The whole thing was a rip off for the public and totally unethical but the judges aren’t giving those benefits up if they don’t have to. All those added costs were supposed to be offset by cuts to admin due to consolidation of muni and superior courts. Those savings did not happen either. They did cut local court admin some but then Team George expanded the AOC so much that there was no savings in admin for the state at all. The other branches do nothing to hold them accountable but doing so is harder that one would think.
The public has been getting fleeced for two decades now paying high admin costs plus increased costs for judges salaries and benefits. Plus case filings statewide have been down consistently since 2009. I have no idea why the Governor is giving the branch more money to process fewer cases. That makes no logical sense unless he needs the Chief and Supremes to back his bullet train, water tunnels, and other legacy projects when the time comes. I’m thinking it is basically politcal shake down money he has to pay up to get what he wants accomplished. Works that way for the legislators too. Mess with the courts funding and they mess with something you as a legislator wanted.
Similar to your case, I am also curious to know how the Long Beach Courthouse case is going where the county tax assessor was trying to get the AOC to pay taxes to the state on a public/private partnership. Haven’t seen anything on that case in a long time now. I bet the tax assessor is being pushed around just like you have been as he is right but that case is political death to take the distance on appeal.

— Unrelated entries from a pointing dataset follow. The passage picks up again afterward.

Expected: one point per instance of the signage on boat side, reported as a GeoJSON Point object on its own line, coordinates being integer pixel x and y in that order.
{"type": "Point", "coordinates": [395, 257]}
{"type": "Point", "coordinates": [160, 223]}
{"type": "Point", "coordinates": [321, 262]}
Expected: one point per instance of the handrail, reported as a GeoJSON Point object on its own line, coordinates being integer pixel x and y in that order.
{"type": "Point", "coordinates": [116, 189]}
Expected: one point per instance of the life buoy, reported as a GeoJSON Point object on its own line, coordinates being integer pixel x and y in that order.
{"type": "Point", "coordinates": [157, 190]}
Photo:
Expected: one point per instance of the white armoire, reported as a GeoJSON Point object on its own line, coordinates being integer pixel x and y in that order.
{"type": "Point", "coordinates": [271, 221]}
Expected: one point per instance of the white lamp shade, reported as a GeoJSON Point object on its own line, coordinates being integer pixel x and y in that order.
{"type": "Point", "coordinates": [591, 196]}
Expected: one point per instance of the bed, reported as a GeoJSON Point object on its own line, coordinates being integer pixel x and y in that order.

You must understand that the majority of the CA Court judges have played along or been silent about the corruption in the branch for a long time now. It is not a new issue. Most of the judges in the CJA (California Judges Association) are fine with the status quo. Only the Alliance of California Judges speak up on some issues (mostly related to judges being treated badly or admin waste) and they are far fewer in number. So the crooks at the top have it rigged just the way they like it and are not going anywhere anytime soon is my point.
Family law is a mess so yeah file a civil case if you have the resources. Get media attention if you can. Put the system on trial as it is supposed to be fair but the outcomes seem pretty one sided. The court is not supposed to be about outcomes so why is it that the litle guy rarely seems to win?
It is a rigged system. Sadly we are all too stupid to bust out of the trap/hell hole before it snaps shut on us. We end up getting eaten. broken and discarded, or too beat up to fight back anymore. Keep your sense of humor though as that always helps! This short Youtube video illustrates the idiot trap we are all stuck in fairly well. Perhaps you can beat it. I wish you luck!